Fazia cinco meses que ela estava na minha vida.
Sabia disso porque hoje é dia 24. E não um 24 qualquer, é véspera de Natal. E por isso completamos uma mão cheia amanhã.
Outra razão para ter decorado os meses foi Francis. Ele era o cara que jogava futebol comigo na faculdade e, agora, concertava os aparelhos quebrados no armazém da minha empresa. Tenho ido muito lá nas últimas semanas porque estava produzindo uma série que contava a história de uns infelizes, que viviam em uma Terra do futuro toda fétida e destruída e todo aquele papo.
Mas a história do seriado não era o caso. O ponto era que Francis não conseguia parar de questionar minha decisão há uma semana. Me perguntou tudo sobre Elisa, em uma forma de provar que eu não estava pronto.
- Qual a cor favorita dela? O quê ela gosta de comer de manhã? Quer dizer, ela come de manhã? Sabe, tem gente que não. – Respirou fundo. - Qual a posição favorita dela? Não falo a sexual, quero dizer, essa também, mas aquela que ela prefere ao dormir. Ela pode roncar. Bem alto. Ou você pode roncar e ela odiar isso. E se ela gostar daqueles filmes melosos de romance?
Dois dias depois desta enxurrada de perguntas, vieram mais umas outras tantas.
- Cara, você sabia que tem mulher que quer ter muito filho? Tem algumas que cogitam parar de trabalhar para cuidar dos pirralhos. Já viu se ela ganha mais que você? Ou menos? Li em um artigo que isso pode gerar problemas na relação. – Bateu duas vezes no meu ombro.
- Admita que você viu isso naquele filme “A verdade nua e crua”. – Cruzei meus braços, abafando um riso.
- Não vem ao caso, Matteo. Mas você pode descobrir uma outra mulher. Ela pode odiar aventuras sexuais. Pode amar bichos exóticos, tipo rã. Imagina você acordar com uma rã em cima da cama. Além do mais, as taxas de divórcio entre pessoas que se casam muito cedo é bem grande.
A verdade era que eu não me importava com o quê Francis dizia. Se eu não soubesse algo de Elisa, teria toda uma história pela frente para descobrir. Meu amigo estava frustrado, cada vez mais a cada pergunta sem sucesso de convencimento.
Eu sabia que ela tinha duas cores favoritas, o rosa e o lilás. Sabia que o seu café da manhã era um toddynho e um biscoito engolidos no carro. Sabia que ela preferia ficar por cima, mas também sabia que ela não se importava em fica por baixo. Sabia que ela dormia de bruços, com um travesseiro nos pés e outro apenas encostando na cabeça. Sabia que ela não roncava, mas fazia uns barulhos engraçados durante o sono. Sabia que ela tentava esconder, mas amava filmes de romance ao ponto de saber todas as falas – o quê ela punha a culpa no seu diploma de cinema. Sabia que ela queria ter muitos filhos, o quê eu não concordava muito, mas teríamos que conversar sobre no futuro. Sabia que ela não queria parar de trabalhar, mas o faria se ficasse sem ver os filhos. Sabia que ela amava aventuras e bichos de estimação, não importava a espécie.
Taxas de divórcio eram números. Regras que possuíam exceções. Eu seria qualquer número e qualquer regra por um futuro com ela.
Decidi que seria naquele 25 mesmo. Talvez haja mais metáforas do que em qualquer outro dia do ano se comprometer no nascimento de Jesus.
- Por que o senhor está tão quieto?
O cheiro familiar de Channel 5 tomou conta da varanda, me despertando dos devaneios.
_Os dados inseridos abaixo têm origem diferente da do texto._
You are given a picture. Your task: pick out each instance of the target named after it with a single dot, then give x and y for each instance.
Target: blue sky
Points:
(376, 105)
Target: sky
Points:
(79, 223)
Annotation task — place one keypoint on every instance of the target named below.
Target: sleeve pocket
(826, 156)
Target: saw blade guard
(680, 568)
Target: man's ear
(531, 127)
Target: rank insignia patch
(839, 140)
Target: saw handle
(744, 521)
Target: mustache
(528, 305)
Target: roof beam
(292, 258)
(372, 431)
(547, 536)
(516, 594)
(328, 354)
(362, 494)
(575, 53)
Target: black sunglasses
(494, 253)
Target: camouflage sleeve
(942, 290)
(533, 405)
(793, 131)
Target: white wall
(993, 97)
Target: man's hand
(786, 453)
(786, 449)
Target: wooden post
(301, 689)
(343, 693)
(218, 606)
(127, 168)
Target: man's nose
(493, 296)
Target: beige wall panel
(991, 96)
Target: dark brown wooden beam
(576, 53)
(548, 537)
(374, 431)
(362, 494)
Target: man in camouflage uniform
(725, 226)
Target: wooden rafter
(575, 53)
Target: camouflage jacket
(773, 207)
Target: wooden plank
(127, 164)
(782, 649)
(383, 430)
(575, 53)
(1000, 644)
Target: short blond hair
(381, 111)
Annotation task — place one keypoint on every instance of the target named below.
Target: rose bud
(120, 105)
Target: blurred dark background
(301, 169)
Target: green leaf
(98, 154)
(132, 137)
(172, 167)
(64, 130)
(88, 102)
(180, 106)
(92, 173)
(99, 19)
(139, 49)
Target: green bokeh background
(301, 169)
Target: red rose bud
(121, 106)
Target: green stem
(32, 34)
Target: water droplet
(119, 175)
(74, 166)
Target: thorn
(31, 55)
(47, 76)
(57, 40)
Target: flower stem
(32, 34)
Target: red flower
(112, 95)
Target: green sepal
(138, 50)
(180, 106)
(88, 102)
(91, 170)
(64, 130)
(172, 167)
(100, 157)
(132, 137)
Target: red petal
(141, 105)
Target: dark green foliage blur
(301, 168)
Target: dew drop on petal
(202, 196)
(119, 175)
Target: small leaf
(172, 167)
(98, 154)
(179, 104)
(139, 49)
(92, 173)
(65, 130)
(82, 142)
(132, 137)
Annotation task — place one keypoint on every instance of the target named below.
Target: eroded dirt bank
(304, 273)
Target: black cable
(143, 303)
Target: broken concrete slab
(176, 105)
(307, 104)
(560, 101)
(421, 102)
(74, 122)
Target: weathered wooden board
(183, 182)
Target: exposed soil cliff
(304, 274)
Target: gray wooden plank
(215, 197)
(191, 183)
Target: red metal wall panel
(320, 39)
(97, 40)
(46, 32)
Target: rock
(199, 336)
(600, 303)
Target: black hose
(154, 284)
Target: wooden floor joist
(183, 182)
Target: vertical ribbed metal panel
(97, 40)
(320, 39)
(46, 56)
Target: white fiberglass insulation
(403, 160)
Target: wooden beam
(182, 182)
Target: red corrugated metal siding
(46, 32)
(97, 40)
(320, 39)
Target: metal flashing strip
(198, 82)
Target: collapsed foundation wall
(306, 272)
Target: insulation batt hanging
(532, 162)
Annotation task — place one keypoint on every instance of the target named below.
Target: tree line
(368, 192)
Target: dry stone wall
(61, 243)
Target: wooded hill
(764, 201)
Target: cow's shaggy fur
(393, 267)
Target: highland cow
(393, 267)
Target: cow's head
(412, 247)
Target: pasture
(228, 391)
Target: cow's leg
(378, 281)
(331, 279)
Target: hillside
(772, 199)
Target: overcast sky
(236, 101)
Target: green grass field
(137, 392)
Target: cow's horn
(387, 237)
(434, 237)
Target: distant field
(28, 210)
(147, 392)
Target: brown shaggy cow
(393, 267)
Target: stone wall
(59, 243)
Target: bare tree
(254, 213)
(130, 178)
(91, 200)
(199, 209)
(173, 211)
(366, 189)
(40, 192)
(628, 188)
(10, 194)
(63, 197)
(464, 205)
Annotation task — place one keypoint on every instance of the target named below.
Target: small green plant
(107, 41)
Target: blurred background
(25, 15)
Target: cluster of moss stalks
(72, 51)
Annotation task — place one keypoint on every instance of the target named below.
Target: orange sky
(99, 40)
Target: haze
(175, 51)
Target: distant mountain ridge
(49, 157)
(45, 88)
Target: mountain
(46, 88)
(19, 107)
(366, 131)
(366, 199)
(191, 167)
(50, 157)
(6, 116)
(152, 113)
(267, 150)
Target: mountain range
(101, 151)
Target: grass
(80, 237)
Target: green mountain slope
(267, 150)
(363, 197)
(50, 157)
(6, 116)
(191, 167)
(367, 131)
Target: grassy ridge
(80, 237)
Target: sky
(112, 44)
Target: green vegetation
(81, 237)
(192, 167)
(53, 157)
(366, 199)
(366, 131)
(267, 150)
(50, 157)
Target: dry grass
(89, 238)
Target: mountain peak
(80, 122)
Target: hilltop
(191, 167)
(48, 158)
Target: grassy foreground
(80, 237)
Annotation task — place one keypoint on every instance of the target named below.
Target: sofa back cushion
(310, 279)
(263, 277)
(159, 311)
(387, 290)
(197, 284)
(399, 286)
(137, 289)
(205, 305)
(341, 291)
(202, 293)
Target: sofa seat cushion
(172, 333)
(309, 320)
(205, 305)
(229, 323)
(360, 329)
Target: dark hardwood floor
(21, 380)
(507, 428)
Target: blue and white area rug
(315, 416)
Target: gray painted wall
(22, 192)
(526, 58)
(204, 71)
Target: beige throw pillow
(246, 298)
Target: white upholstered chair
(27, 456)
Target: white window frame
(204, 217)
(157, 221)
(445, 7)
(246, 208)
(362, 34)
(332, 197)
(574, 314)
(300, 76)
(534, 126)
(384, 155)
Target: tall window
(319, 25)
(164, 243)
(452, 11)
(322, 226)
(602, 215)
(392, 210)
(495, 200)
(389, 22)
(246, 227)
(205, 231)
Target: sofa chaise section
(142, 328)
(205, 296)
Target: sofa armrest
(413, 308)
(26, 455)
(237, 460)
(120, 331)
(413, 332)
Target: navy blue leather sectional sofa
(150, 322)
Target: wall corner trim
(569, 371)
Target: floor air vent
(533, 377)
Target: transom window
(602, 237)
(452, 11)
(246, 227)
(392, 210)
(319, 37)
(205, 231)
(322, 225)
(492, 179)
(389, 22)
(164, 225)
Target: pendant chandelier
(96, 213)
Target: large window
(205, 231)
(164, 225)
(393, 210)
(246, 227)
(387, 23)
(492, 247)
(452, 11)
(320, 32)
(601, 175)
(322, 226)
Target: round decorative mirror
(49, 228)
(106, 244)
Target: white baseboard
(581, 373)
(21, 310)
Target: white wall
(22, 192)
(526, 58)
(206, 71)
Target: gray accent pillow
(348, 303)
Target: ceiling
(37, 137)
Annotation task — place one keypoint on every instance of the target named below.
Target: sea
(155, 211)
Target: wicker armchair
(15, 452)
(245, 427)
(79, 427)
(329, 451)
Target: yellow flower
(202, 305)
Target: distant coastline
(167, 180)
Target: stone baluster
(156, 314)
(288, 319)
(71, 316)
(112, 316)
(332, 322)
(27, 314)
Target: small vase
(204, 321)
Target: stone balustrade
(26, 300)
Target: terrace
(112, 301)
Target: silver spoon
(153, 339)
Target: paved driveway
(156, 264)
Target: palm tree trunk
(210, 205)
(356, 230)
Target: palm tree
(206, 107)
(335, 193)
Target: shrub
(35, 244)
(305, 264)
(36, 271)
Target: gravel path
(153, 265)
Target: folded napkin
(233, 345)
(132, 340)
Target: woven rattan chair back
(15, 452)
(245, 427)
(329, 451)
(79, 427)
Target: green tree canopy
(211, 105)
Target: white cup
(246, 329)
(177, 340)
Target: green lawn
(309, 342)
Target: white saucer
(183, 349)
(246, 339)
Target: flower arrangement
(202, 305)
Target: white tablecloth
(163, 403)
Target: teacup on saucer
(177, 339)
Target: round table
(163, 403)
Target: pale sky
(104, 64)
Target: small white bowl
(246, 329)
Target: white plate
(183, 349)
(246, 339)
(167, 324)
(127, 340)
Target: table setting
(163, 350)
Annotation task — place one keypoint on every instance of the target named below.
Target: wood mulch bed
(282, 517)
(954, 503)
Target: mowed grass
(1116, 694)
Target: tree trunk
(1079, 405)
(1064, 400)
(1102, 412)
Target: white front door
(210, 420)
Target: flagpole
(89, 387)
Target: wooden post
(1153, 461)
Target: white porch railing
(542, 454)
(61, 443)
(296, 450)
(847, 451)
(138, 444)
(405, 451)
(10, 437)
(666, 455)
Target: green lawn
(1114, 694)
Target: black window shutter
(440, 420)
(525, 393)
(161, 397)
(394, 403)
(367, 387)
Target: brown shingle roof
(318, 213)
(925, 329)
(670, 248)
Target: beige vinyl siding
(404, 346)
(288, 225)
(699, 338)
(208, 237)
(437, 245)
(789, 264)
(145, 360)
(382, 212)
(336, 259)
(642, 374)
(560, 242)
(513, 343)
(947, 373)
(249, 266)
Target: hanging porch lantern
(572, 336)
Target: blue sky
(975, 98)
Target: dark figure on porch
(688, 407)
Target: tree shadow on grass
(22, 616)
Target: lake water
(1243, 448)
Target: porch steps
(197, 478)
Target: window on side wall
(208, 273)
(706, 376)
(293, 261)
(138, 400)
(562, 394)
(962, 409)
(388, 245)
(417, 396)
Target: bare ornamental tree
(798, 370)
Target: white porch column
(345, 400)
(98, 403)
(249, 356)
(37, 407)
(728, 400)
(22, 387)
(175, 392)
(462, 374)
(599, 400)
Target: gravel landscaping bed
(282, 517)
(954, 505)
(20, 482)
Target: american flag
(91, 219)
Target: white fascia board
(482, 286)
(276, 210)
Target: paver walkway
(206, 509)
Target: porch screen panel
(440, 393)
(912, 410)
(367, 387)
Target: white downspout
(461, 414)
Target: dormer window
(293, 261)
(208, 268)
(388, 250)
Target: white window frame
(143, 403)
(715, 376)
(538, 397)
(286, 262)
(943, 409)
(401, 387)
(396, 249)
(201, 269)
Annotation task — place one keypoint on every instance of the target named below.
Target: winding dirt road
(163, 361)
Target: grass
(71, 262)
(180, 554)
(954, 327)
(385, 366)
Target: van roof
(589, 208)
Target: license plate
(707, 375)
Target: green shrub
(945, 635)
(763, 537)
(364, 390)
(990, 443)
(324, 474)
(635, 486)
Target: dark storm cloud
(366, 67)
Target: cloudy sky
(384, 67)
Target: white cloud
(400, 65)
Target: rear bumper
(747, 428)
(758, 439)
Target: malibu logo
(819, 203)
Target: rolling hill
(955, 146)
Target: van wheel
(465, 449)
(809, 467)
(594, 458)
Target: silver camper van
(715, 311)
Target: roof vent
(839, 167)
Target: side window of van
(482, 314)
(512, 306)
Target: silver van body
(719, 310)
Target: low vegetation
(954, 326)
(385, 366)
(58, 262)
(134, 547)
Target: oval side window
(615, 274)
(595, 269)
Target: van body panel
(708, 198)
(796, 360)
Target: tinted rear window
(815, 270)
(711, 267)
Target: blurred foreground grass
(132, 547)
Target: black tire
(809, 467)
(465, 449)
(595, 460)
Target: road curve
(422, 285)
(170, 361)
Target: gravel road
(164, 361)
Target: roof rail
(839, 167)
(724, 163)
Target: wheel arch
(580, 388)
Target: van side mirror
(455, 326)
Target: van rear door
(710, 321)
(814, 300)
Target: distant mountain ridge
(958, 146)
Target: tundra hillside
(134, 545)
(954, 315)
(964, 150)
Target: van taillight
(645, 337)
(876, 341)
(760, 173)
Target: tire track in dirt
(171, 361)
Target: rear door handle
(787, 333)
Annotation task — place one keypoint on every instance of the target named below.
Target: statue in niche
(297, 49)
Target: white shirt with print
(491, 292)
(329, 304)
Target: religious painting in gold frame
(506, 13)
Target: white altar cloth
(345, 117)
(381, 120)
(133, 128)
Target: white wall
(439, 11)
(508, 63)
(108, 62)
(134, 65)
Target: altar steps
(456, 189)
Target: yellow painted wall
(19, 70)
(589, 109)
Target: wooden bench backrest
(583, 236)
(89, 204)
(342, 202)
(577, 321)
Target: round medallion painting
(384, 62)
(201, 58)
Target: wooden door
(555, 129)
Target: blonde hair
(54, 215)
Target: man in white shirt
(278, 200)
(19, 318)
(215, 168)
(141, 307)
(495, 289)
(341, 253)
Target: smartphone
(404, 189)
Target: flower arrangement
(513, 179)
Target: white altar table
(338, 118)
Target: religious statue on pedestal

A festa de Natal desse ano estava acontecendo na sala da minha casa, com um espaço bom o bastante para as duas famílias. Elisa me abraçou por trás e pôs a cabeça sobre meus ombros, me proporcionando uma bela vista de seu sorriso branco, quase ofuscado pela luz piscando no seu gorro de papai Noel.
- Estão todos lá dentro, Mat. Sabia que é quase suicídio estar vestido assim, só de camisa de manga longa e calça, aqui fora? Não me leve a mal, iria para o quarto com você agora, está ridiculamente sexy com esse espírito natalino. – Mordeu os lábios, rindo. – Mas cogitei até que você estivesse planejando saltar pela janela. – Lis fingiu estar aterrorizada, colocando a mão na boca. Gargalhei.
- Poxa amor, só queria saber se a neve ia amortecer o impacto. Você adivinhou, Nostradamus. – Tirei o gorro, bagunçando seu cabelo, recebendo um grito em resposta. – E esse gorro aqui, papai Noel? Entrou, realmente, no clima.
- Sim, senhorito. Agora me dá essa porcaria. – Reclamou tirando-o de mim e me batendo com o mesmo. – E para a sua informação, é mamãe Noel. E adivinha, tem um só para você também. Tá lá dentro. Vamos ficar que nem dois ridículos bonequinhos de enfeites. Agora, é melhor a gente entrar antes que seja confirmado o suicídio.
- Epa! – A puxei pela cintura antes de sair. – Tem que pagar o pedágio para sair daqui.
- Ridículo, brega! - E me beijou.

- Bom dia, flor do dia!
Elisa cantarolou a sua saudação matinal favorita, enquanto sentava na cama. Me empurrou com o cotovelo, obrigando a ficar sentado para depositar uma farta bandeja de café da manhã no meu colo.
- Menu do dia é: morango com Nutella, café da Nespresso com caramelo e torradas um pouco queimadas com requeijão. Ta-dã! – Abriu os braços sorridente, para minutos depois fazer uma careta, levando a mão a cabeça. Coloquei a bandeja sobre a cama e a abracei.
- Ei, Lis. Olha para mim. O que houve? – Afaguei seus cabelos. - É a dor de cabeça de novo?
- É. Eu odeio isso. A mesma dor há sete anos, Mat. E só aumenta. Dói muito. – Ela ficou em posição fetal, enquanto eu fazia carinho em sua testa.
- Mas você sabe. Os médicos dizem que é genético, não tem jeito. Vou pegar seu remédio, ok? – Beijei sua bochecha e sai. Fui até a cozinha pegando o remédio e a água.
- Dane-se. Isso é ridículo.
- Tudo é ridículo para você.
- Principalmente você. – Gargalhei.
- Também te amo, lady. Toma aqui. – Elisa levantou por um segundo para engolir o comprimido e voltou a mesma posição. Fechei as cortinas e voltei para a cama.

- Ei, o quê você está fazendo? Temos que ligar para os seus pais e para os meus, ver se eles chegaram bem. Nos arrumar, ir para a casa da minha avó para a reunião que marcaram.
- Shiu. Vamos ficar aqui até você melhorar. Ok? Ok. Tchau para você. – Ela riu e deitou em meu peito, cochilando alguns segundos depois.

- Sabia que você fica linda colocando o rímel? A boca fica aberta. Fico com vontade de...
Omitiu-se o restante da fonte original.